Scroggins loves big lead eggs

Big lead eggs work for Terry "Big Show" Scroggins.

Few Bassmaster Elite Series anglers have a bigger appetite than Terry “Big Show” Scroggins. His grill skills are large, and so are his Carolina rig weights. In 2008, at Falcon Lake, Texas, Scroggins brought in the second largest 5-fish limit in BASS history with a Carolina rig. His five monsters totaled 44 pounds, 4 ounces. And right now, as bass all over America are in some phase of the spawn, few presentations work better than the “ball and chain.” There’s nothing fancy or secretive about Scroggins’ approach to Carolina rigging — just go big! “I don’t mess around with 1/2-ounce or 3/4-ounce weights unless I’m in really thick vegetation.

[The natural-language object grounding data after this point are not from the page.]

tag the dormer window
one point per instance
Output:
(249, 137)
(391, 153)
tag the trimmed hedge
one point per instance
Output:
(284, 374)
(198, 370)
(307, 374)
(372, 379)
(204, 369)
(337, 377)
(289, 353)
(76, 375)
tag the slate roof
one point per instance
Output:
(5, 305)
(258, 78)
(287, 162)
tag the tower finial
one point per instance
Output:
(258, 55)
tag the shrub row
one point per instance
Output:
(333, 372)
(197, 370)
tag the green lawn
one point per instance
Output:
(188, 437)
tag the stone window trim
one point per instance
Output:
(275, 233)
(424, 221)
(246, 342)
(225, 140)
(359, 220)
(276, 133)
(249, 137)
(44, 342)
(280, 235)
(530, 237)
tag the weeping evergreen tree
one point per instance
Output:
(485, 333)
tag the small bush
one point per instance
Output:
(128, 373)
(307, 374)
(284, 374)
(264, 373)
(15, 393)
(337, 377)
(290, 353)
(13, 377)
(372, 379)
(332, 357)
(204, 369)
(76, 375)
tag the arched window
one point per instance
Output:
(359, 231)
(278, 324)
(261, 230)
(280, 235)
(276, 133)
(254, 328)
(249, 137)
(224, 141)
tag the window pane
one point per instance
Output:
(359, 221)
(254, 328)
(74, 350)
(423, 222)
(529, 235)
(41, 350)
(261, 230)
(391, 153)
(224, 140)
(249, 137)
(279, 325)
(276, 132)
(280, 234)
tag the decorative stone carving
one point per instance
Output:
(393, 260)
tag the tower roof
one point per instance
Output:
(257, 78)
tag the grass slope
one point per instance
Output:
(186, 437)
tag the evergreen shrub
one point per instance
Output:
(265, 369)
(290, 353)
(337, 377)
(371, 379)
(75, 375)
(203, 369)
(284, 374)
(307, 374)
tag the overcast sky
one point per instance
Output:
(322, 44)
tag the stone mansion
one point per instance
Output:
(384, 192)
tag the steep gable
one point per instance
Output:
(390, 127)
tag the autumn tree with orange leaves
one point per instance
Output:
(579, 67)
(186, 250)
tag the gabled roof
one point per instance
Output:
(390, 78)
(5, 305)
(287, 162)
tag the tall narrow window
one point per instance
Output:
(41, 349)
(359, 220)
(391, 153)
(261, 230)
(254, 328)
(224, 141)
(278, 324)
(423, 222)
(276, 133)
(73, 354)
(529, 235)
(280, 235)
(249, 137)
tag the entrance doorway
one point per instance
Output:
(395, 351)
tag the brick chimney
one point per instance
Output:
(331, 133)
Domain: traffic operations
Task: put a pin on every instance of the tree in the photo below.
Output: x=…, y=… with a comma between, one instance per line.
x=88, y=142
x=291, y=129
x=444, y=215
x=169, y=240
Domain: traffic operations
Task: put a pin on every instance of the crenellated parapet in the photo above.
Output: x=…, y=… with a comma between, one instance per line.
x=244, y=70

If I can get away with it, in rocks, shellbeds, pea gravel or clay, I’m going to use a full 1-ounce lead egg sinker every time,” says Scroggins who has won more than a million dollars faster than just about anybody in the history of professional fishing. “There’s two reasons I use a big 1-ounce lead egg sinker on my Carolina rigs. First, with any water current at all, that egg-shaped weight will roll across the bottom, so you don’t have to impart a ton of unnatural action. You can sort of just hold your rod still and let the big heavy egg impart all the subtle action by rolling around. Second, when you do move it, that big 1-ounce weight creates a bigger disturbance. But I think the rolling action has as much to do with the success of it as the heaviness does,” said the longtime Team Toyota angler. Scroggins uses a 4-foot, 15-pound-test monofilament leader, and 20-pound-test mono for his main line. “You can buy a 1-ounce lead egg sinker at just about any tackle department in America. It’s what I grew up fishing with as a teenager in the St. Johns River 25 years ago,” said the always easygoing Scroggins. And today, at age 41, big lead eggs are working just fine for “Big Show” on bass fishing’s biggest stage.